For more information about HLA imputation and help, please visit https://github.com/immunogenomics/HLA-TAPAS.
Compression and Encryption¶
- Merge all chunks of a chromosome into one single VCF file (.vcf.gz).
- Encrypt the data with a one-time password
Chromosome X Pipeline¶
In addition to the standard QC, the following per-sample checks are performed for chrX:
- Ploidy Check: Verifies if all variants in the non-PAR region are either haploid or diploid.

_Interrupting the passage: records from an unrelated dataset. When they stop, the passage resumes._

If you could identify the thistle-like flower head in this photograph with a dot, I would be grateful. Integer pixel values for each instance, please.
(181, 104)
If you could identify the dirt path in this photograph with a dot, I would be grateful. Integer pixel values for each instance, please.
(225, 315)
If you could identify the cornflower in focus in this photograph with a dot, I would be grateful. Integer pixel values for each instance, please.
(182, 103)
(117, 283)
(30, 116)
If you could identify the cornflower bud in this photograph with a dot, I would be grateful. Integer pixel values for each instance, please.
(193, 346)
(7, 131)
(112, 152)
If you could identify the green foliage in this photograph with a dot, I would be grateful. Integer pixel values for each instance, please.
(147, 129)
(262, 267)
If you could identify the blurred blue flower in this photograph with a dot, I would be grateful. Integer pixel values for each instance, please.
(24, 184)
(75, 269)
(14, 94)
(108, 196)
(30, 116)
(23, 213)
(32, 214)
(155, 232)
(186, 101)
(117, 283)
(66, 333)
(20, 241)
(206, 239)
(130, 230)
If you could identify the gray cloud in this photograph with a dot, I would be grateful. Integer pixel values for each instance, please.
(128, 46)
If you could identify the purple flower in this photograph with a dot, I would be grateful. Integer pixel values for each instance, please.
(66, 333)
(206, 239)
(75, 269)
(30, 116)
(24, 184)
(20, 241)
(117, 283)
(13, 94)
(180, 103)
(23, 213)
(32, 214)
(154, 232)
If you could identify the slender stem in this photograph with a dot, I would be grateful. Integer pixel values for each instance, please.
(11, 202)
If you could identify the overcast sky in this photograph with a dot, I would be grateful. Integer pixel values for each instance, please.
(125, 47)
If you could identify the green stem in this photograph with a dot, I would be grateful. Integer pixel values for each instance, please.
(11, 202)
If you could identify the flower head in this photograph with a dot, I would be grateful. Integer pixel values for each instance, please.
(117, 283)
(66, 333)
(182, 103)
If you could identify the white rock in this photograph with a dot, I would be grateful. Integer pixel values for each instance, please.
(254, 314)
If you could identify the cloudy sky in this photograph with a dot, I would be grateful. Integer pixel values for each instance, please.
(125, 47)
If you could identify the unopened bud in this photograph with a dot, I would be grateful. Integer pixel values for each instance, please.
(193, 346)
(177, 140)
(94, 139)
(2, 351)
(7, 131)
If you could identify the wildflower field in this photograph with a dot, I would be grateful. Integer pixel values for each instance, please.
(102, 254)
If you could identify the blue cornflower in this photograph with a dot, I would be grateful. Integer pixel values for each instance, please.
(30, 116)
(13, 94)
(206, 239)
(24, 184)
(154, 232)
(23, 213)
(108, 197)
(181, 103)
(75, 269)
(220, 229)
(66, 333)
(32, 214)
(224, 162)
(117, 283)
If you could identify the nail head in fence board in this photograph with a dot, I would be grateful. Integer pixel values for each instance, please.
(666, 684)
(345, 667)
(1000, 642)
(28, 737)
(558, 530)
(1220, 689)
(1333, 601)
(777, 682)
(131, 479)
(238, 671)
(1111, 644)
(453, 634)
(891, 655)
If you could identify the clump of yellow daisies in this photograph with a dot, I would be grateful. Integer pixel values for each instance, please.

- Mixed Genotypes Check: Verifies if the proportion of mixed genotypes (e.g., 1/.) is < 10%.
For phasing and imputation, chrX is divided into three independent chunks (PAR1, non-PAR, PAR2). These chunks are then automatically merged by the Michigan Imputation Server 2 and returned as a single complete chromosome X file.